И он почувствовал, что именно об этом она и хотела рассказать, что именно об этом она и думала с тех пор, как он приехал, что именно это и было для нее самым важным.
— Вы говорите о том, что произошло в Курбевуа?
— Да, о Шарле…
Спохватившись, она покраснела, как будто произнесла запретное имя.
— Шевассу?
Она утвердительно кивнула.
— Я все еще спрашиваю себя, как это могло случиться. Я столько выстрадала, господин комиссар!.. И я хотела бы, чтобы мне объяснили! Видите ли, я не плохая женщина. Я познакомилась с Жозефом, когда мне было пятнадцать лет, и сразу же поняла, что выйду за него замуж.

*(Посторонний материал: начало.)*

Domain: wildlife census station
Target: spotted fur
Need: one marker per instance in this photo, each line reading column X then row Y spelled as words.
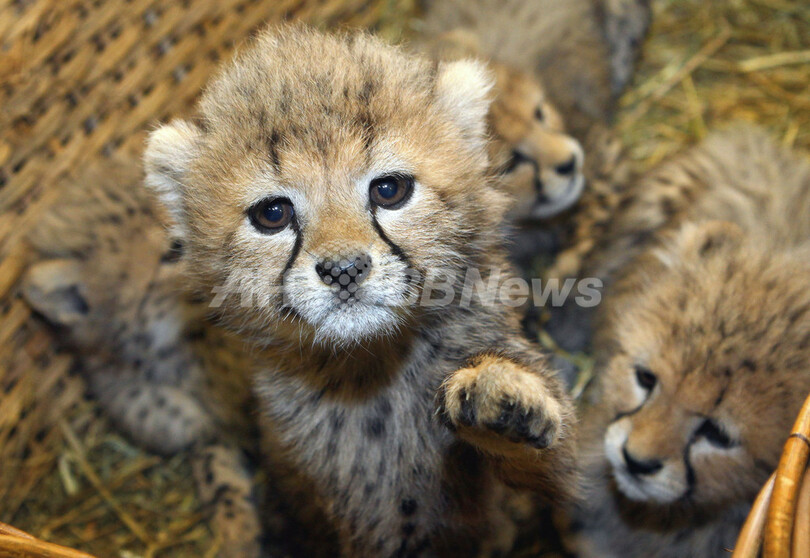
column 358, row 399
column 109, row 280
column 703, row 348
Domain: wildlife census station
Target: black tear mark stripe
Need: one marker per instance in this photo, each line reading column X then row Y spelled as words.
column 395, row 249
column 296, row 250
column 629, row 413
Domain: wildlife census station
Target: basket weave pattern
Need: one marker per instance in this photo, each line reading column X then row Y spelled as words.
column 81, row 79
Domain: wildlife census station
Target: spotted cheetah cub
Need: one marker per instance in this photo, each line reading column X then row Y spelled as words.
column 703, row 348
column 109, row 280
column 539, row 164
column 323, row 177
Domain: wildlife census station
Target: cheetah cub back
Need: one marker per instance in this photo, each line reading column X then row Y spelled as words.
column 324, row 178
column 704, row 355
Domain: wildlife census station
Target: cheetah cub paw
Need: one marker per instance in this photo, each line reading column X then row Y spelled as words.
column 497, row 403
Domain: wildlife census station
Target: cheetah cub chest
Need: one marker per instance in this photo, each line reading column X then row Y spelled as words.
column 325, row 178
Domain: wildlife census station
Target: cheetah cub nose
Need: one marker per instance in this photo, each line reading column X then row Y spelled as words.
column 346, row 272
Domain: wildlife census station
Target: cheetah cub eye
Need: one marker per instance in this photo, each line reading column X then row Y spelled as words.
column 391, row 191
column 271, row 215
column 645, row 378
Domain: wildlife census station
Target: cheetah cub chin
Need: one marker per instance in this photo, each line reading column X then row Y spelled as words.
column 322, row 179
column 704, row 356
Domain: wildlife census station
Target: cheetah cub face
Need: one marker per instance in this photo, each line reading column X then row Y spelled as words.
column 541, row 165
column 324, row 176
column 708, row 366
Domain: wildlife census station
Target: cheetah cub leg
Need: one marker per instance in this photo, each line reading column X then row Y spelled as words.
column 502, row 407
column 163, row 419
column 227, row 488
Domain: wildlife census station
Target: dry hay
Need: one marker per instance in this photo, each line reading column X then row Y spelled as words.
column 706, row 63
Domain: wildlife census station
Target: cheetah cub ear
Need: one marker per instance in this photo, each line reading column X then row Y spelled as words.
column 54, row 288
column 169, row 152
column 462, row 89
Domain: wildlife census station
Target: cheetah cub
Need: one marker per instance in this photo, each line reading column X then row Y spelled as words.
column 704, row 349
column 109, row 280
column 323, row 178
column 539, row 164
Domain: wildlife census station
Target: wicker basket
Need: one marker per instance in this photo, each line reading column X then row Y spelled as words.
column 79, row 80
column 779, row 521
column 19, row 544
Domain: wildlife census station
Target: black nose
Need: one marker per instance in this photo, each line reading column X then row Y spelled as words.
column 638, row 467
column 567, row 168
column 345, row 272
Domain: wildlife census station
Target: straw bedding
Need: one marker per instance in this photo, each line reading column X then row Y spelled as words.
column 82, row 79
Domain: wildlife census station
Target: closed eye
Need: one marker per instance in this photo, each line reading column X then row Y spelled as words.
column 715, row 435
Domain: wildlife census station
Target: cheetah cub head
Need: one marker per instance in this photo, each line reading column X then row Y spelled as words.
column 708, row 365
column 323, row 176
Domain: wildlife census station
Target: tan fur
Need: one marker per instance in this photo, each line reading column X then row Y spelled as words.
column 110, row 280
column 539, row 164
column 351, row 394
column 719, row 313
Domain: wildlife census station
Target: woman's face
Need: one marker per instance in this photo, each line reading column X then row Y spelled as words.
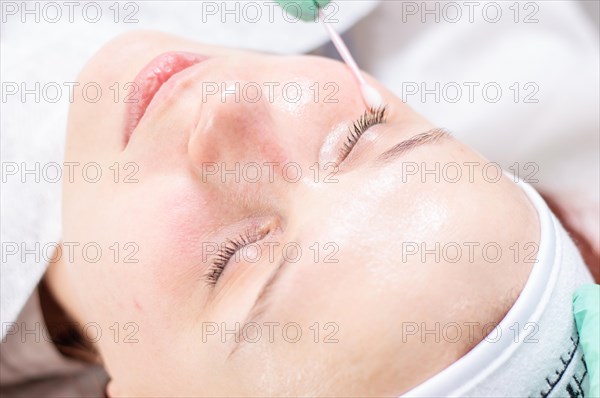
column 348, row 244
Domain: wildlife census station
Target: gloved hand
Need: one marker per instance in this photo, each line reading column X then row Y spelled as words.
column 306, row 10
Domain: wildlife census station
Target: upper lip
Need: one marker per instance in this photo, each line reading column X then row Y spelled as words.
column 150, row 79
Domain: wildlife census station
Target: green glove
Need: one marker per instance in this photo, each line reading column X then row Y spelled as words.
column 586, row 303
column 306, row 10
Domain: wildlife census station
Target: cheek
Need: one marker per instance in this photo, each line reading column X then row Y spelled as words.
column 150, row 236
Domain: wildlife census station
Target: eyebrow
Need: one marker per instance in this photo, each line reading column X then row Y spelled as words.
column 429, row 137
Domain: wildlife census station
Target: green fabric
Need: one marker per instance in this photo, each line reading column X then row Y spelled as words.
column 586, row 303
column 305, row 10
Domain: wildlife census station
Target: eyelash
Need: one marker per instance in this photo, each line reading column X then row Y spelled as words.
column 370, row 118
column 226, row 253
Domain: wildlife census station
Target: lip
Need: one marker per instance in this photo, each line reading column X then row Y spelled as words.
column 150, row 79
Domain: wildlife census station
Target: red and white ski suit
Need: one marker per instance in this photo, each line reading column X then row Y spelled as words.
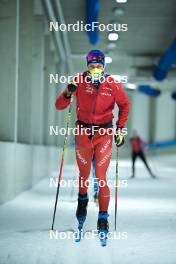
column 95, row 106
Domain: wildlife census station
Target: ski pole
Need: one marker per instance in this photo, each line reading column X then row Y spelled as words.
column 116, row 188
column 62, row 161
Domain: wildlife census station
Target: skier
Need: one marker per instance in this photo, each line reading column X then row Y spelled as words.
column 95, row 182
column 137, row 147
column 96, row 94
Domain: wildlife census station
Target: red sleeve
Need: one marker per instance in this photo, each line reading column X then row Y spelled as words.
column 62, row 102
column 123, row 103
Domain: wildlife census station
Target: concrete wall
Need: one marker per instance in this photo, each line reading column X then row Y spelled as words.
column 28, row 55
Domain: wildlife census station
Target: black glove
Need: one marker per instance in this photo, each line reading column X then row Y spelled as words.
column 119, row 138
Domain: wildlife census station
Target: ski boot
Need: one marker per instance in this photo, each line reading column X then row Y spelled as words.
column 95, row 198
column 103, row 227
column 81, row 214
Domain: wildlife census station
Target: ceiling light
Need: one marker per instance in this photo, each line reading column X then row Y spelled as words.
column 131, row 86
column 118, row 11
column 108, row 59
column 121, row 1
column 113, row 36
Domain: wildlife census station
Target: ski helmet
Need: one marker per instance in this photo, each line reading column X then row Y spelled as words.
column 95, row 56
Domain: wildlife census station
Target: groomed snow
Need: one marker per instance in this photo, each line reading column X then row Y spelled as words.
column 146, row 213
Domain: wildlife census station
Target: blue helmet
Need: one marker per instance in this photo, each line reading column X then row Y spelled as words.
column 95, row 56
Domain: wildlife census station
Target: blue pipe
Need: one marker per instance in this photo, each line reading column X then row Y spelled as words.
column 92, row 10
column 165, row 63
column 162, row 144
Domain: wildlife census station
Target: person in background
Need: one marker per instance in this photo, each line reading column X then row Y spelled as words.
column 137, row 150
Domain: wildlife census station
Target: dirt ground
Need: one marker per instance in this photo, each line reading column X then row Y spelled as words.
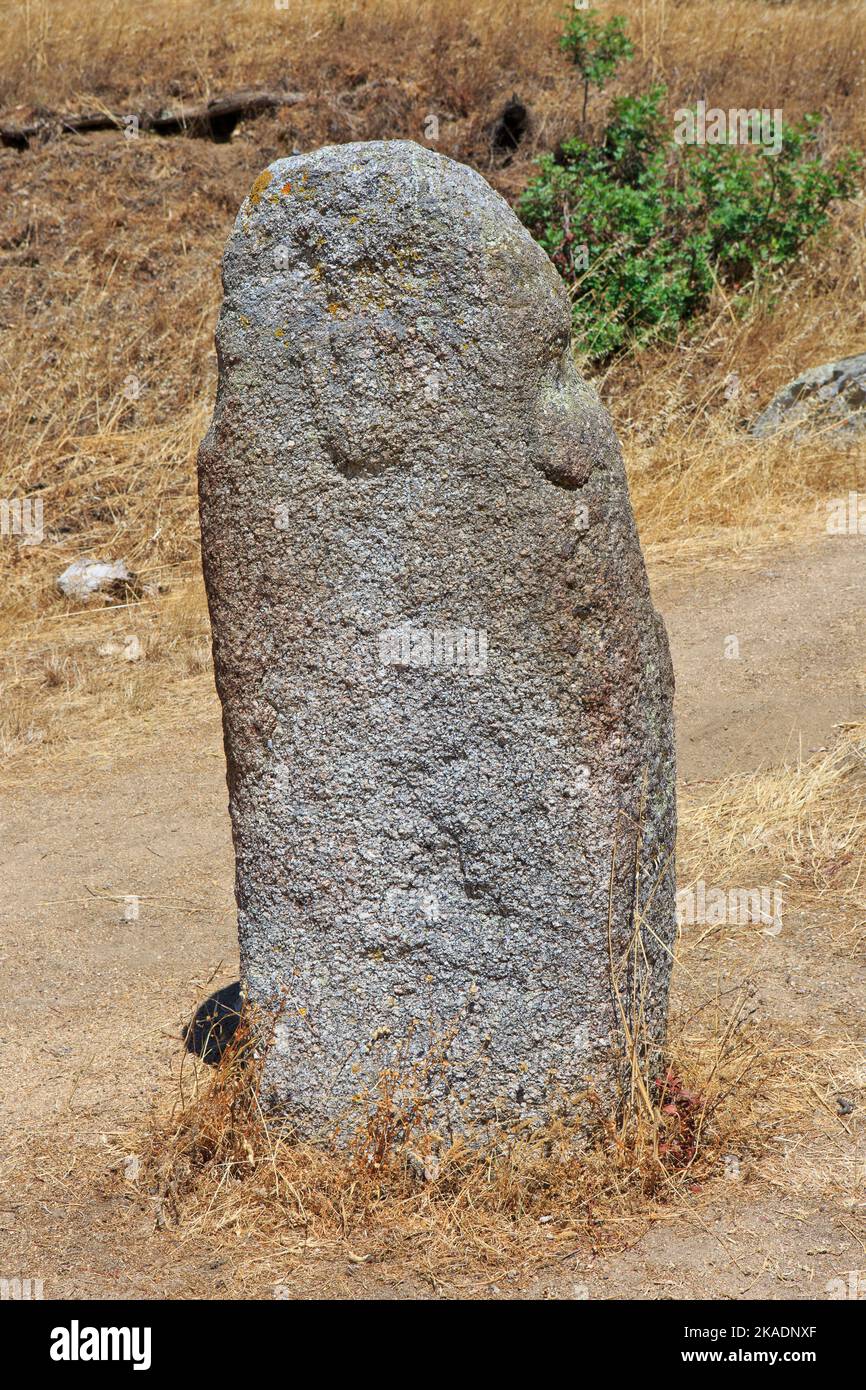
column 95, row 994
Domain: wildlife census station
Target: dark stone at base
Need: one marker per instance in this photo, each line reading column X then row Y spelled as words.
column 214, row 1023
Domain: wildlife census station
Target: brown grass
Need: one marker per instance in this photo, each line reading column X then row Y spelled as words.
column 111, row 248
column 734, row 1091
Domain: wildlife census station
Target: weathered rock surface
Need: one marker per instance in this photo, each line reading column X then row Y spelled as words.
column 830, row 398
column 446, row 695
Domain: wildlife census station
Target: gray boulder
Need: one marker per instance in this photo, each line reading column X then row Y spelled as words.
column 446, row 695
column 830, row 398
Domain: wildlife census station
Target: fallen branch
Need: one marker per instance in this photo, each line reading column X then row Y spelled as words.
column 211, row 120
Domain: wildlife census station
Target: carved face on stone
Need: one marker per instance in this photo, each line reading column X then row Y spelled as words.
column 446, row 697
column 353, row 268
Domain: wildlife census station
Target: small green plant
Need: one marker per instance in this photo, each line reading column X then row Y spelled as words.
column 642, row 228
column 595, row 49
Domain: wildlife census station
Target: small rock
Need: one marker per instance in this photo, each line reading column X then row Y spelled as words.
column 830, row 398
column 88, row 578
column 129, row 649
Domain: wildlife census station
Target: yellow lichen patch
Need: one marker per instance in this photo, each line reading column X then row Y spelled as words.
column 259, row 186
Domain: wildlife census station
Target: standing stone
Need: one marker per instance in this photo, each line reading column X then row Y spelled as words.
column 446, row 697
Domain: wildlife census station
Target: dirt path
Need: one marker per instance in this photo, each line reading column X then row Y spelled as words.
column 118, row 918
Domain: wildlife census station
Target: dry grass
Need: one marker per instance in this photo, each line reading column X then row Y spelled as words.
column 399, row 1193
column 110, row 252
column 740, row 1101
column 801, row 826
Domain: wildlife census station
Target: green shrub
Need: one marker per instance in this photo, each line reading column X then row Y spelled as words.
column 642, row 228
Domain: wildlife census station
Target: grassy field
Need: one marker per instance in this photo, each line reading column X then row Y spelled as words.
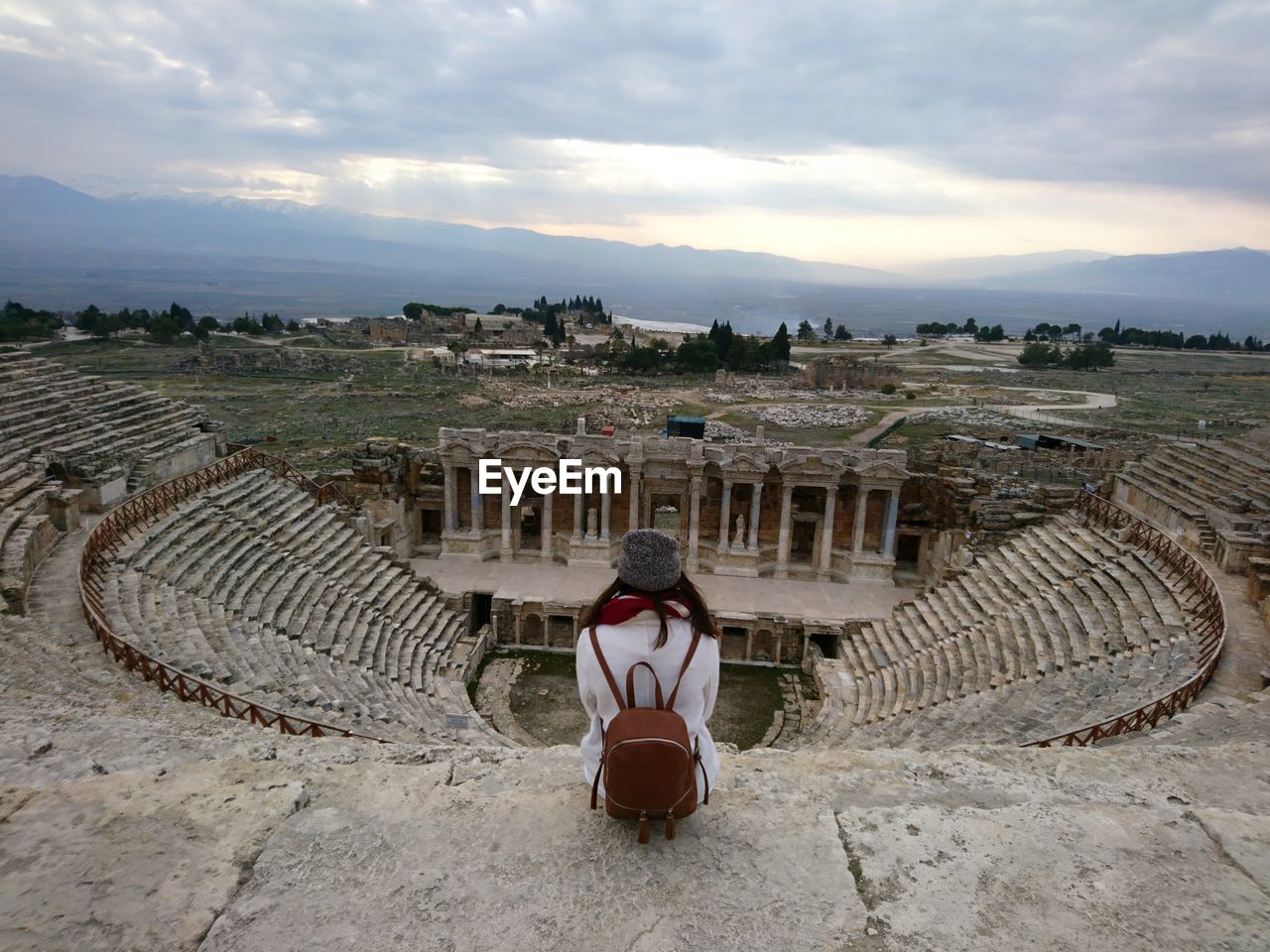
column 307, row 412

Мы вместе готовили нашу будущую жизнь. Мы оба решили, что будем учить детей.
— Эту мысль подал вам он?
— Думаю, что да. Он умнее меня. Это человек с головой. Но он очень скромен, и люди не всегда это понимают. Мы получили наши дипломы в один и тот же год и поженились; с помощью влиятельной кузины мы оба получили назначение в Курбевуа.
— Вы полагаете, что все это имеет отношение к тому, что здесь произошло во вторник?
Она взглянула на него с удивлением. Ему не следовало было прерывать ее, так как она могла растеряться и стать в тупик.
— Во всем виновата я… — Нахмурившись, она постаралась пояснить свои слова: — Если бы не случилось того, что было в Курбевуа, мы не приехали бы сюда. Там Жозеф пользовался общим уважением, ибо городские жители куда более современны, нежели здешние. Он преуспевал там. У него было будущее.
— А вы?
— Я тоже. Он помогал мне, давал советы. А потом наступил день, когда я будто сошла с ума. Я и теперь себя спрашиваю: что же тогда со мной случилось? Ведь я не хотела этого, боролась с собой. Даже дала себе клятву, что никогда не позволю поступить так… А когда приходил Шарль…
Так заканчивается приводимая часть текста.